Le fils de Heb
Je n'arriverai jamais à m'asseoir et à écrire une histoire de façon formelle. Ce n'est que l'été dernier que j'ai commencé à pleurer la mort de mon fils, survenue le 28 avril 1978. Je n'avais jamais entendu parlé de méningite. Il avait 15 mois. C'était un bébé costaud et en bonne santé.
Je pensais qu'il faisait ses dents ou avait la grippe. Durant toute la matinée, il avait été difficile et avait voulu dormir. En fin d'après-midi, il me semblait qu'il était trop léthargique et faible pour n'avoir que la grippe ou une percée de dents. Mon médecin était à l'extérieur de la ville. Je me suis rendue à la clinique de notre petit village de 900 habitants. Il n'y avait qu'un seul médecin. Je ne le connaissais pas. Il ne me connaissait pas.
Après l'avoir examiné, le médecin m'a demandé de lui administrer des suppositoires pour faire baisser sa fièvre. Je lui ai dit que mon fils devait avoir autre chose. Je lui ai demandé d'ordonner une prise de sang. « C'est impossible, m'a-t-il dit, les laboratoires sont fermés ». Mon fils a semblé dormir toute la nuit. Le lendemain matin, il était dans le coma. Je l'ai transporté à l'hôpital tôt dans l'avant-midi. Il n'a jamais repris conscience. Il est mort avant midi. On n'en a jamais parlé parce que mon mari aurait fait des menaces au médecin. On n'est jamais allé se recueillir sur sa tombe et on n'en a jamais parlé à mon fils de trois ans, qui s'est demandé ce qui était arrivé à son petit frère. On n'a jamais montré de photos. En 1997, nous nous sommes séparés, mon mari et moi. L'année suivante, je suis allée me recueillir sur la tombe de mon enfant et mon processus de guérison a commencé. Il a été long et douloureux. Cet été-là, j'ai commencé à consulter un psychologue et me suis jointe à un groupe de soutien parrainé par le salon funéraire de la localité. L'aide que j'ai eue n'a été que de courte durée, je dois dire.

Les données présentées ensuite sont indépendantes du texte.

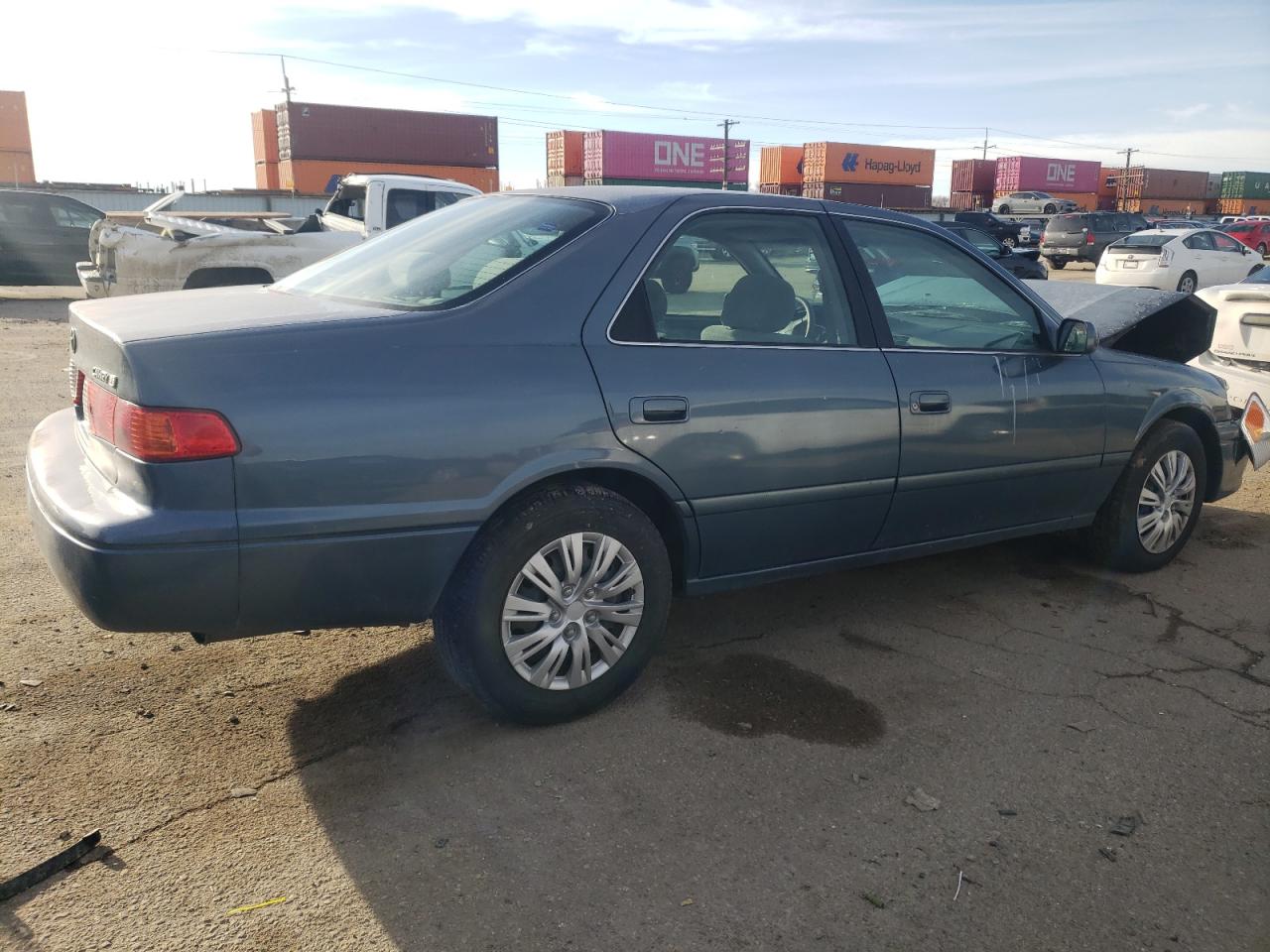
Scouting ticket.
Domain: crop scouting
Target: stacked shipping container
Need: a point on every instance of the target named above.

Je n'ai jamais été capable (sur le plan émotif) de chercher à comprendre au juste ce qu'est cette maladie. Je voudrais tellement comprendre tout de suite ce qui est arrivé à mon petit garçon, il y a tant d'années. C'est comme si tout cela se passait maintenant. En faisant des recherches sur le Web, je suis tombée sur lien donnant accès au site de votre fondation. Je sais que le nombre de cas de méningites augmente sans cesse depuis les années 1970. C'est une bonne chose que les gens en connaissent plus sur cette maladie et qu'ils puissent reconnaître ses symptômes. J'ai même pensé vous faire parvenir le dossier médical de mon fils pour que vous puissiez l'examiner. J'ai eu un autre fils en 1980. Il a aujourd'hui 27 ans. Il ne me parle jamais de cette histoire. J'espère qu'il parviendra à trouver de l'aide pour faire son travail de deuil.